What is described here cannot certainly be defined an invention or even a brilliant idea; it is just a possible arrangement that I am here illustrating with the main aim to stimulate the imagination of those who cannot afford a proper HF antenna, and then have to invent a compromise solution best suiting their particular constraints.

I occasionally spend short holidays periods in a small apartment located in a winter resort on the Apennines. Though I do not certainly need a DX-grade radio station there, nevertheless I still like to have the possibility of operating HF, 7 to 28 MHz.

I would not like to erect (or I should better say: I cannot erect) a fixed antenna for several reasons, e.g., no way to get access to the steep roof, possible snow storms, the need to explain to the other apartment owners what is that antenna for, etc,; on the other hand my staying periods there are relatively short, so, in the end, my motivation is not terribly high. 

I then began thinking of an antenna which could meet the following requirements:

I have used a zinc-plated telescopic mast for TV antennas, with a diameter of about 1-inch.
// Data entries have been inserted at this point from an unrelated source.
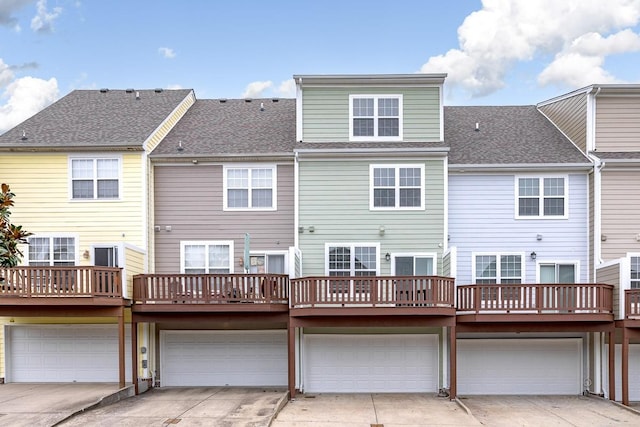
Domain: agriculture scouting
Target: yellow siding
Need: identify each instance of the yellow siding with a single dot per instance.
(42, 204)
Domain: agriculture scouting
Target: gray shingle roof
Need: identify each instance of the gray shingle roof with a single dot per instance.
(506, 135)
(93, 118)
(234, 126)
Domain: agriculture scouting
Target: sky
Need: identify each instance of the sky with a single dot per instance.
(494, 52)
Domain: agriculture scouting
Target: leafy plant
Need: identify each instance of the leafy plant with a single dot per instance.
(11, 235)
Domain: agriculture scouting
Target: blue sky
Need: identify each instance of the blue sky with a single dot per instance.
(495, 52)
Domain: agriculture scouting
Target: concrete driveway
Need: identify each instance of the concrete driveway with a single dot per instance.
(188, 406)
(549, 411)
(367, 410)
(47, 404)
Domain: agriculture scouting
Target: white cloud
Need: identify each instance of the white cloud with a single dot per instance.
(577, 33)
(24, 96)
(167, 52)
(256, 89)
(43, 21)
(287, 89)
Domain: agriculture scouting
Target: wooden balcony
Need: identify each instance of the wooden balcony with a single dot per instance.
(535, 302)
(68, 285)
(632, 303)
(414, 295)
(210, 292)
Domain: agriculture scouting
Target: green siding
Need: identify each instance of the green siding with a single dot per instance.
(326, 112)
(334, 199)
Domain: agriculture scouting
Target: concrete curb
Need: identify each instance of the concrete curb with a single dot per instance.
(281, 404)
(123, 393)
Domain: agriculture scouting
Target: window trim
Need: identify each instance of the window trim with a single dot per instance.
(266, 254)
(541, 197)
(523, 266)
(95, 197)
(352, 246)
(274, 187)
(432, 255)
(397, 167)
(375, 136)
(556, 263)
(207, 243)
(76, 244)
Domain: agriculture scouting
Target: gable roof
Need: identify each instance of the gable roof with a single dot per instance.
(506, 135)
(99, 119)
(228, 127)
The mast has two sections 2-meter long each, so, when fully extended, the mast is about 3.8 meters long. At one extreme of it I have drilled a hole through which a nylon rope was passed.

At this point, before going on with further descriptions, I prefer to show a picture where you can see the mast placed out of the window at an angle of about 30 degrees over the horizontal plane, and supported by the nylon wire.


I hammered two fairly big nails near the top of the window wooden frame, for supporting the nylon rope which acts as guy wires. There is no need for a base to support the mast, as this stays in place by itself, pressing against the bottom part of the window frame and the marble sill (both good insulators).

So, to bring the mast back in the apartment, I simply grasp it and take it inside. The nylon rope is not an obstacle for closing the windows shutters, so it can remain there until the antenna is disassembled. It is very easy to put the mast in place, as the nylon rope, running through the mast hole, makes it self-centering.

Now let us pass from mechanics to electronics.

Picture below shows my FT-100D on top of a Daiwa antenna tuner and a switching-mode 13.8 VDC power supply. 

The yellow / green wire, about 1-meter long and actually forming part of the antenna, joins the antenna tuner out to the mast base (you can barely see the mast in the dark). A heavy brown wire connects the antenna tuner ground to the heating system radiator, acting as earth (you can see that wire adjacent to the radiator knob). It is very important to have a good counterpoise for the antenna, so the wire must be thick and as short as possible.

On-the-air results are better than I had expected, as I usually have no big difficulty to work DX stations, if not engaged in a pile-up. Overall, this stealth antenna suits my needs fairly well.